Una di queste differenze fondamentali è che noi finanziamo con i Fondi di coesione nazionali progetti proposti dalle Regioni e condivisi dal Governo nazionale. Questo ha fatto arrabbiare qualcuno, ma la ragione per la quale noi chiediamo di condividere quella visione è che, anche se ogni Regione ha le sue specificità e ogni Regione ha le sue particolarità da dover valorizzare, i suoi problemi da dover affrontare, noi non viviamo in una Nazione fatta di venti monadi, dove ognuno va per conto suo e non fa parte di una strategia nazionale. E il ragionamento che, per esempio, la Presidente Tesei faceva sul rapporto con l’Abruzzo e con le Marche, così come, ad esempio, le Marche, la Puglia e l’Abruzzo cercano di lavorare insieme per valorizzare una costa che ha avuto obiettivamente dei problemi di infrastrutturazione nel passato, è perché noi siamo capaci di rafforzare le opportunità del singolo territorio se lo mettiamo in relazione con tutto il resto. Quindi serve una strategia nazionale. Questo è un grande problema dell’Italia, perché a noi obiettivamente una strategia è mancata: ci è mancata sul piano industriale, ci è mancata sul piano del posizionamento geostrategico. Guardate solo il fatto che noi siamo una piattaforma piazzata in mezzo al Mediterraneo, una piattaforma piazzata nel mezzo di quel mare che è il crocevia del commercio marittimo mondiale tra i due grandi ambiti che sono l’Atlantico e l’Indo-Pacifico, e ci siamo comportati quasi come se il mare non lo avessimo, come se il mare non fosse una delle nostre più grandi infrastrutture, come se non dovessimo in qualche maniera renderci conto che con un’adeguata infrastrutturazione interna noi diventavamo naturalmente il crocevia di tutto quello che arriva in Europa.
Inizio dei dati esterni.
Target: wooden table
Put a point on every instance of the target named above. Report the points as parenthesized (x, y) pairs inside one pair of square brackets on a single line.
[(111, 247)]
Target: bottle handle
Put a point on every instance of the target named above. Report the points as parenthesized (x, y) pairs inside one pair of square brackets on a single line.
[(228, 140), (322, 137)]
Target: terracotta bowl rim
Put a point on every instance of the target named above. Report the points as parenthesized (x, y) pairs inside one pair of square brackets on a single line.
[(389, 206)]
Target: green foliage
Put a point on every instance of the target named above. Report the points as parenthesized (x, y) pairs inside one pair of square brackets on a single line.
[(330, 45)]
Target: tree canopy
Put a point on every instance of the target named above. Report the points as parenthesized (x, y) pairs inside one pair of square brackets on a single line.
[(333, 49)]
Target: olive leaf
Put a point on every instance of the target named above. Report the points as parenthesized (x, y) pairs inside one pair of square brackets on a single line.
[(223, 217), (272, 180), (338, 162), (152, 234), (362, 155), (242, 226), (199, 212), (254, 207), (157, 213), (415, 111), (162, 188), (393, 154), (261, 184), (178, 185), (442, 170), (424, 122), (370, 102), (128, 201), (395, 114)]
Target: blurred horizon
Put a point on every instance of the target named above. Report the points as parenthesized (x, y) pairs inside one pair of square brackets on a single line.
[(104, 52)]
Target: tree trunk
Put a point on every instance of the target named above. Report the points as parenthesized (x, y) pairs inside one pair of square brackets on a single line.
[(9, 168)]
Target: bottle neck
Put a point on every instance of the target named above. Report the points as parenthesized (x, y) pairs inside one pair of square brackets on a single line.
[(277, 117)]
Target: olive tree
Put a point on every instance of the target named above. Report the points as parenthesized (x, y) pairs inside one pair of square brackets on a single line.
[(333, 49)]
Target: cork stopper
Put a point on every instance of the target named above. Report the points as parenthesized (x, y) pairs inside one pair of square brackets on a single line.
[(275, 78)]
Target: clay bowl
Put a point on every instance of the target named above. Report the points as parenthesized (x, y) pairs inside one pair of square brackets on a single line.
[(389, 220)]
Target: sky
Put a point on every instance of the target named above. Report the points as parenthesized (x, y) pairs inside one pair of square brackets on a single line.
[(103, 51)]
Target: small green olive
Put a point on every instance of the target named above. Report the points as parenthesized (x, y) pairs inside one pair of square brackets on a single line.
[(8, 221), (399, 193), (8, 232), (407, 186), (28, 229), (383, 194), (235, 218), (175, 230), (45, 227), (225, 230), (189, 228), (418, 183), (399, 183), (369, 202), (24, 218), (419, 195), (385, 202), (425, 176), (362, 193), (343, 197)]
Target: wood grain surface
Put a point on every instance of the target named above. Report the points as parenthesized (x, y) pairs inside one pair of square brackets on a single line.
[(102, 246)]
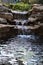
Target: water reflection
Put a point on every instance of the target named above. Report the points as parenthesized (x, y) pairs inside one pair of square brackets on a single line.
[(25, 48)]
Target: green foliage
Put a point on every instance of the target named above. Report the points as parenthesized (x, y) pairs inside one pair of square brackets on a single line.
[(33, 1)]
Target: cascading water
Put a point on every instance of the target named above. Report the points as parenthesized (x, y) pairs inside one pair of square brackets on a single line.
[(23, 49)]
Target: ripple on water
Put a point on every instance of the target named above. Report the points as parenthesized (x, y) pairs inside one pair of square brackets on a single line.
[(20, 48)]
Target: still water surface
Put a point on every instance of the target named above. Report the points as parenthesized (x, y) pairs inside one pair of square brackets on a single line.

Servono delle strategie e quelle strategie le puoi costruire solamente se chiaramente metti a sistema tutto quello che hai. Quindi abbiamo istituito questa innovazione che, per carità lo voglio dire, in alcuni casi permetterà anche di spendere queste risorse per le cose che sono oggettivamente prioritarie, perché si sono anche trovate in quello che abbiamo visto nel passato delle cose un po’ bizzarre, che non avevano moltissimo a che fare col tema di combattere la disparità tra i territori e, ripeto, forse questo ha fatto arrabbiare qualcuno.

Dopodiché abbiamo previsto i poteri sostitutivi quando ci sono delle difficoltà di realizzazione delle opere e abbiamo previsto anche il definanziamento. Quando ci sono dei fondi che vengono piazzati che non vengono utilizzati, noi non possiamo permetterci e non vogliamo permetterci di mandare disperse quelle risorse e quindi prevediamo la possibilità di definanziare per investire quelle risorse su altro.

Abbiamo previsto anche di coprire con le risorse del nostro Fondo di coesione nazionale la quota di cofinanziamento delle Regioni dei Fondi europei. E questo obiettivamente è un enorme boccata di ossigeno per le Regioni, che possono così liberare parti significative del loro bilancio – la Presidente faceva ovviamente riferimento alle difficoltà che ci sono per i bilanci regionali – e destinarli ad altri provvedimenti.

Quindi abbiamo fatto un lavoro molto preciso, che oggi ci porta a stipulare questi Accordi di coesione. E lo abbiamo fatto mettendo in rete questo lavoro con gli altri Fondi che abbiamo a disposizione – voglio citare il PNRR -, perché l’altra cosa che abbiamo scoperto è che tutte queste fonti di finanziamento – Fondi di coesione nazionale, Fondi di coesione europeo, PNRR – viaggiavano spesso in sovrapposizione, senza che ci fosse un’interazione tra le varie forme di finanziamento, senza che ci fosse una strategia complessiva. Non è un caso che, quando io ho formato il Governo, ho voluto dare la competenza della coesione e del PNRR allo stesso Ministro, perché noi abbiamo bisogno di fare anche questo”.